Cam listened to the story on the way to Linda’s, driving with his fingertips, blank face like a careful judge.

‘Jesus,’ he said when I’d finished, ‘you really know who to fuck with. Is there a course you can do?’

‘Some things you can’t teach,’ I said.

At Linda’s building, Cam parked illegally. The Alfa was where I’d left it. I went over. Unlocked. My mobile was on the passenger seat. I held my breath, leaned over, put my left hand between the seats, pain from the bites.

Tape. Notebook. I breathed again. We went upstairs. At the apartment door, Cam opened his corduroy jacket and took the big Ruger out of his waistband.

‘I don’t think you’ve got any warnings left,’ he said. He knocked loudly. ‘Federal Police,’ he said. ‘Open the door.’

We waited.

‘Reckon they think you’re in the acid,’ Cam said. ‘Boys and the dogs watching the bubbles.’

I opened the door. Cam went first. The file was gone but nothing else touched. I fetched two Carlsbergs from the pantry, uncapped them, and we sat in chairs and watched the video on the big flat screen.

A hotel security surveillance film, poor quality, date and time shown along the bottom: 03.12.94 23.14.

It was a compilation tape, people coming and going in a hotel foyer, eight scenes, not long, the last one at 2.36 am on 4 December 1994.

The tape ended.

Cam drank beer. ‘Have meaning?’ he said.

I was looking at my mobile. A message. ‘It has meaning,’ I said.
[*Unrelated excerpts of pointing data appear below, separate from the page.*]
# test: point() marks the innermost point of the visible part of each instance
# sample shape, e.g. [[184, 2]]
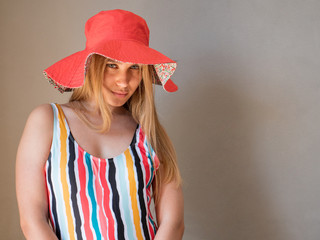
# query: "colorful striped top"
[[94, 198]]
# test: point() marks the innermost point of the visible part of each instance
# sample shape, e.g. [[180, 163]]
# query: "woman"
[[89, 168]]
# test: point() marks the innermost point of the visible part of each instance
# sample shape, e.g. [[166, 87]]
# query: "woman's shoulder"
[[41, 118], [42, 112]]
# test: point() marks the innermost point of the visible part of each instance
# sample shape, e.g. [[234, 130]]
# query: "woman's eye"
[[111, 65]]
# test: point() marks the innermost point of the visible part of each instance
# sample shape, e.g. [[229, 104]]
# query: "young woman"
[[89, 169]]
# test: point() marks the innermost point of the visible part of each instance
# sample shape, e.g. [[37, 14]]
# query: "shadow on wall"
[[225, 187]]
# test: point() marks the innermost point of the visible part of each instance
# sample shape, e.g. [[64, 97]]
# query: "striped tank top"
[[94, 198]]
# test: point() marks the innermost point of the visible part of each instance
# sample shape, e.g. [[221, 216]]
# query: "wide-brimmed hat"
[[118, 35]]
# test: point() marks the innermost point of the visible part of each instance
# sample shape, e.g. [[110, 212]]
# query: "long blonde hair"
[[142, 107]]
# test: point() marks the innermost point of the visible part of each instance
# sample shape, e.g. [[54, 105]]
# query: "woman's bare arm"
[[32, 154], [170, 212]]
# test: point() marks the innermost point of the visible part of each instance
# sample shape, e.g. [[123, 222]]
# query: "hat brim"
[[69, 72]]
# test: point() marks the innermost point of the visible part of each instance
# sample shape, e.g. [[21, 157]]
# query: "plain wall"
[[245, 121]]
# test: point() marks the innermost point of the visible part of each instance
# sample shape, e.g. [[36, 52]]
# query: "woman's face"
[[120, 81]]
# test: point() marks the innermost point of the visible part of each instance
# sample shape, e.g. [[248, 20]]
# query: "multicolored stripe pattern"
[[94, 198]]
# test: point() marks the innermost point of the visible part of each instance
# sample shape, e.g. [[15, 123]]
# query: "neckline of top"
[[63, 117]]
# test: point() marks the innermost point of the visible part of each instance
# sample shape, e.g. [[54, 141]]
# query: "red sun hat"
[[118, 35]]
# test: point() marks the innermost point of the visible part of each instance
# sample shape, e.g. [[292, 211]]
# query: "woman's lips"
[[120, 94]]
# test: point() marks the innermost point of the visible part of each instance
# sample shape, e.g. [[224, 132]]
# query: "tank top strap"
[[60, 127]]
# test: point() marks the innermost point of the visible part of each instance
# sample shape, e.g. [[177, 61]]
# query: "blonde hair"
[[142, 107]]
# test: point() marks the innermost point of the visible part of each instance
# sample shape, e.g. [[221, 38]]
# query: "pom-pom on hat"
[[118, 35]]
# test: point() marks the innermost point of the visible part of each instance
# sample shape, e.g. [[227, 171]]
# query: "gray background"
[[245, 121]]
I pressed the numbers.

‘Hello.’ Quick.

‘Jack Irish.’

‘The pictures,’ said Janene. ‘It’s them.’

‘Will you give evidence?’ I said.

A long silence.

‘Without you, Janene,’ I said, ‘they’ll go free and they’ll know money can buy anything and that you were just bugs to be squashed.’
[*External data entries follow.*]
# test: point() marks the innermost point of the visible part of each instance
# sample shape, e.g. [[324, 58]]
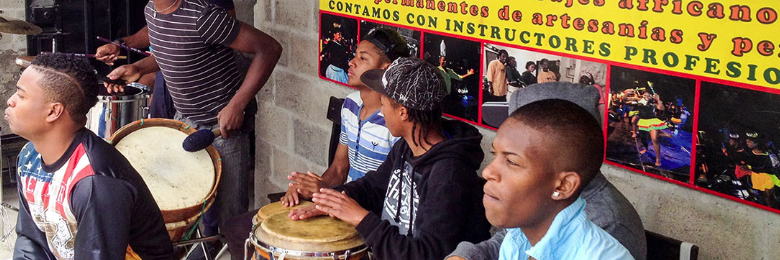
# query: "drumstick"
[[84, 55], [145, 53], [200, 139]]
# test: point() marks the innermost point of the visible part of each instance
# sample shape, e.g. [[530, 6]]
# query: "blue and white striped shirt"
[[369, 141]]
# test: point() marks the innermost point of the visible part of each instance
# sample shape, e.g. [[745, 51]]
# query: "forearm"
[[258, 73], [138, 40], [147, 65]]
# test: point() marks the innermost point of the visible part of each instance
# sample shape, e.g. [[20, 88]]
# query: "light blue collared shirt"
[[571, 236]]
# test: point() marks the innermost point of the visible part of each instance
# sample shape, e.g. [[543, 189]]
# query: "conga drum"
[[273, 208], [183, 183], [278, 237]]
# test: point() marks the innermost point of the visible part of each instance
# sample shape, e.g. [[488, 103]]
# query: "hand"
[[339, 205], [290, 197], [230, 119], [107, 53], [305, 212], [306, 184], [128, 73]]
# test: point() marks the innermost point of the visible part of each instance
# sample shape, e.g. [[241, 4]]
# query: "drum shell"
[[183, 214], [120, 109]]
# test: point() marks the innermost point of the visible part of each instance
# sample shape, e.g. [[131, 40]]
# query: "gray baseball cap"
[[411, 82], [586, 96]]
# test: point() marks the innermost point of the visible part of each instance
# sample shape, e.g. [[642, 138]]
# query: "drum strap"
[[195, 227]]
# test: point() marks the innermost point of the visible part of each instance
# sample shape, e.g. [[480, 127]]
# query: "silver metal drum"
[[118, 109]]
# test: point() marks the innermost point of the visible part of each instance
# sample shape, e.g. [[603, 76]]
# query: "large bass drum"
[[183, 183]]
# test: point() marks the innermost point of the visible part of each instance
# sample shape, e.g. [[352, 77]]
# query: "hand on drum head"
[[107, 53], [291, 197], [338, 204], [128, 73], [306, 184], [305, 212]]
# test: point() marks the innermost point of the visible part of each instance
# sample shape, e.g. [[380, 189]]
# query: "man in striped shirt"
[[193, 44], [364, 141]]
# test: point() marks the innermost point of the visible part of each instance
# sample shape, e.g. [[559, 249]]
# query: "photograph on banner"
[[508, 69], [412, 37], [735, 152], [338, 41], [458, 61], [650, 122]]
She made a sniffing noise, I thought I heard her swallow.

‘Will you look after me?’ she said.

I touched my shoulder with fingertips. ‘I’ll look after you,’ I said.

‘Promise?’

‘Promise.’

43

We waited on the winter evening pavement, rocks in the city stream, trams squealing behind us, leaning against a car not our own, Cam smoking a Gitane, the pungent blue smoke drifting to me, wrapping around my face, making me eighteen again.

They came out, dark overcoats, handsome, she wore a scarlet scarf, long, not wound around her neck, just a loose knot on the chestbone.
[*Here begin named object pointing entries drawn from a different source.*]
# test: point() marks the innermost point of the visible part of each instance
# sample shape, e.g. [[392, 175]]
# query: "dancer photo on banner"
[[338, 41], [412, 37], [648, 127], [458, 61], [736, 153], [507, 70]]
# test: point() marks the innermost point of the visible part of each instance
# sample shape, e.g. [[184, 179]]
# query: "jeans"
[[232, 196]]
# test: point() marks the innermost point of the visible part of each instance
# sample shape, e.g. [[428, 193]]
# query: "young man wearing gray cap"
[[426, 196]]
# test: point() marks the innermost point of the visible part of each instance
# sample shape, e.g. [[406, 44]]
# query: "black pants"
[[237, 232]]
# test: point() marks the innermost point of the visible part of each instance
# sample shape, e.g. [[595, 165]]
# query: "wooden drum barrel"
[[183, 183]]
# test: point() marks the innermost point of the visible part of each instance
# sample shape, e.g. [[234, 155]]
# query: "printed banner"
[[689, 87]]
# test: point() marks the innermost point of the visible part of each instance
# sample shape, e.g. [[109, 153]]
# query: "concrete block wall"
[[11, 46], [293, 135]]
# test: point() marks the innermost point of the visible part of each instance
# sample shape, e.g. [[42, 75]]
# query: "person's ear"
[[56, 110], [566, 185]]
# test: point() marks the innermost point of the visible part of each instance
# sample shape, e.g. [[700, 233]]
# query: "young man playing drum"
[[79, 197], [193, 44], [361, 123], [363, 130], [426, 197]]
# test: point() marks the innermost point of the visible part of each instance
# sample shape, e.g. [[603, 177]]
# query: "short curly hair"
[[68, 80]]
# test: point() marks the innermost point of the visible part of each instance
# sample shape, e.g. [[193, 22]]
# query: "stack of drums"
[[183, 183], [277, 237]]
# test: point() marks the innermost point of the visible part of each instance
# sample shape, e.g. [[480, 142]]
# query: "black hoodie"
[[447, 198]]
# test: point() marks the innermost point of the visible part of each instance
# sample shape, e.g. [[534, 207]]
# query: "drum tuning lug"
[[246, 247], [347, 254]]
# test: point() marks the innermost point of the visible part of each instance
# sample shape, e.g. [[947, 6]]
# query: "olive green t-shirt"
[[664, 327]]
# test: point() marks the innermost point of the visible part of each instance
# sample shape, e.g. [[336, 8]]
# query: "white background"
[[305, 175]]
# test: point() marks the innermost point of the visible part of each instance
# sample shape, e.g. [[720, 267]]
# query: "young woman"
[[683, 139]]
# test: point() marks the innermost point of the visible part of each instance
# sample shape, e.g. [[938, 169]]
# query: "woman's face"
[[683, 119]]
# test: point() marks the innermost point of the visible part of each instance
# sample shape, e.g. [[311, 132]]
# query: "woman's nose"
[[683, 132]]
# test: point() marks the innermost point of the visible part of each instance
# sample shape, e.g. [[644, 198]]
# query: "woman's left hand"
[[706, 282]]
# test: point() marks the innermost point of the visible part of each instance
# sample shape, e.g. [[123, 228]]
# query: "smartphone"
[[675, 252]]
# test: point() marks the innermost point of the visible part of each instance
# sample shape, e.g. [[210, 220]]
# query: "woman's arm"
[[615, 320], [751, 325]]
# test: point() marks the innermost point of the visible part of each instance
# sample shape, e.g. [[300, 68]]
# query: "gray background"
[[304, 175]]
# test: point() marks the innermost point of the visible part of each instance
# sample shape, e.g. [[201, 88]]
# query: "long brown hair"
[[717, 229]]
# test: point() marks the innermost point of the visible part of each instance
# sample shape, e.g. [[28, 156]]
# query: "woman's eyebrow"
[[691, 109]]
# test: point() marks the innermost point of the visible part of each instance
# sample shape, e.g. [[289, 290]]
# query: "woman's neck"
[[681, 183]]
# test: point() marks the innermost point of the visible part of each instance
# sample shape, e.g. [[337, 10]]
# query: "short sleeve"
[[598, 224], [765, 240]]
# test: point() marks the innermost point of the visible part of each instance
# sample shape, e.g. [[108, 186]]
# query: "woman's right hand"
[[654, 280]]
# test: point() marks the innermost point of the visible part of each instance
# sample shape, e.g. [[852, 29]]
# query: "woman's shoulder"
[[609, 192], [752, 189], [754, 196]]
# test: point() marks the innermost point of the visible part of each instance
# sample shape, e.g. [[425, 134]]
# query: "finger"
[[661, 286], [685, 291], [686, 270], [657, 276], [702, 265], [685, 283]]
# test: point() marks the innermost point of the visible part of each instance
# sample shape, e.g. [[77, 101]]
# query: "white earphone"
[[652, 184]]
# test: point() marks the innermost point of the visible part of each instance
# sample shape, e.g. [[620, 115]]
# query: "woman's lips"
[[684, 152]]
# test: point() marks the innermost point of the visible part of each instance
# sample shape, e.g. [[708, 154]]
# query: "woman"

I took two paces across the space. They saw me.

‘Jack,’ said Tony Haig. He had perfect teeth, a wry, welcoming smile. ‘Coming to Corsica?’

I was obstructing the pedestrian traffic, people had to walk around me. I didn’t care. ‘The River Plaza,’ I said. ‘The dead girl.’

Dogteeth holes in my shoulder, the three good-looking people, rich people, they owned the world, we were just bugs, Wayne said that, we looked at one another, a metre separating us.

‘Come inside and talk,’ said Steven Massiani. ‘This is solvable.’

I looked at Corin Sleeman. There were thin lines running down beside her mouth.

‘She wasn’t dead, Corin,’ I said. ‘Did they tell you she was dead? Did they tell you Senator Londregan killed her? She was alive. Katelyn was alive. They took her away and gave her to crazies to kill. Did they tell you that?’

She looked at me and I knew who had sent the man to give me Janene’s name. ‘What about Janene Ballich, Corin?’ I said. ‘She had to die too, didn’t she?’

Corin was looking down, her eyes closed.

‘And then there was Mickey,’ I said. ‘And Sarah Longmore.’

‘Jack, Jack,’ said Tony Haig, ‘you’re not well, you need a rest.’

‘Can’t live with something like this, can you, Corin?’ I said. ‘Do you dream about it?’

‘No,’ she said. ‘I can’t live with it anymore.’

She did not raise her head, crossed the space and came to me, put her hands out to me like a child seeking comfort.

I put out my hands, my sleeves pulled back, the handcuff showing.

‘For Christ’s sake, Corin, shut up,’ said Massiani. ‘Just shut fucking up.’